How is Rush changing its approach to medical education?

We’re really re-evaluating what we deliver, how we deliver it and what we think a student in tomorrow’s world would look like. Orienting our mission and vision toward the future, getting the students to become lifelong, team-based learners and shifting into more personalized curriculums are all key components. Significantly expanding our campus’ simulation training is also part of our plan to build a campus that is strongly centered on applied learning for both our students and workforce.

How does this change the way in which medical students learn?

In today’s world, you need to know how to continue to learn all the time and where to find the information, now that it’s all at our fingertips.
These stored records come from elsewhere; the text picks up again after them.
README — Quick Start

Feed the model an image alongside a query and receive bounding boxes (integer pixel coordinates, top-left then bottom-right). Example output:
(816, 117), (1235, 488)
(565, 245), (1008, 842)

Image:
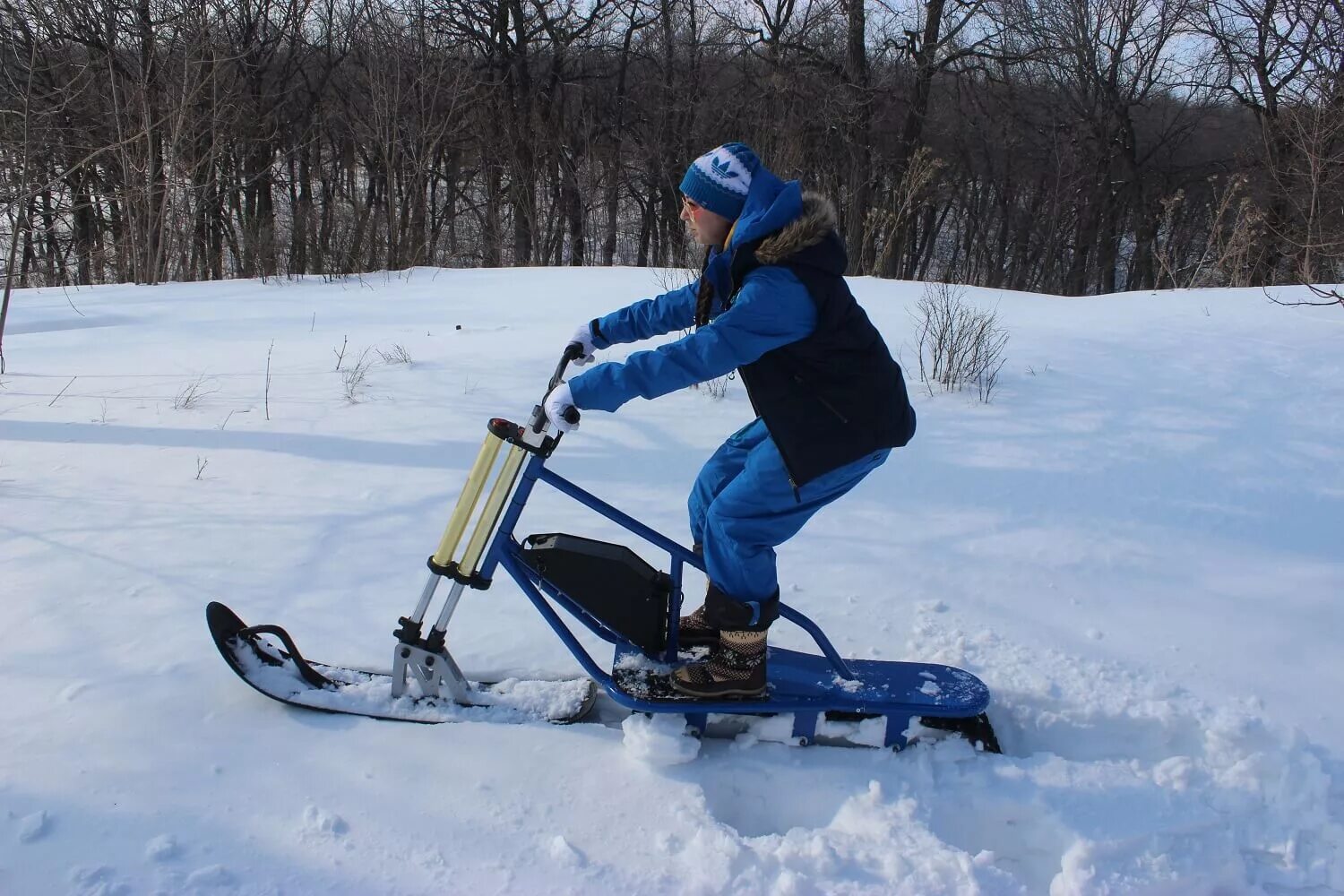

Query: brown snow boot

Instead of rote memorization, we want to help our students become active learners — to be able to think creatively and critically, while also working effectively in teams. And most important, we want to train them to take what they learned and apply it. Students learn best when they ask questions, and deep explanations lead to a much longer retention of knowledge and better understanding.

How is Rush training students to become active learners?

It’s incredibly important to know where our knowledge ends and at what point we have to generate new knowledge to find an answer. With the active learning approach, students are listening to lectures at home and processing the information on their own before being tested through group exercises in the classroom. This helps them learn to think out loud, explain themselves and ultimately apply it to their work. There’s a lot of data and science behind this learning method, including the fact that many of these students perform better on their licensing exams and ultimately are better-prepared doctors. 

What role does Rush play in the bigger picture of medical education transformation?

We truly want to create an integrated, lively, intellectual, social and cultural environment that distinguishes Rush for excellence in learning and lifelong student and professional engagement. And it’s all really interconnected. We’re not going to change health care — or poverty or any larger universal issue — if we don’t change health care education.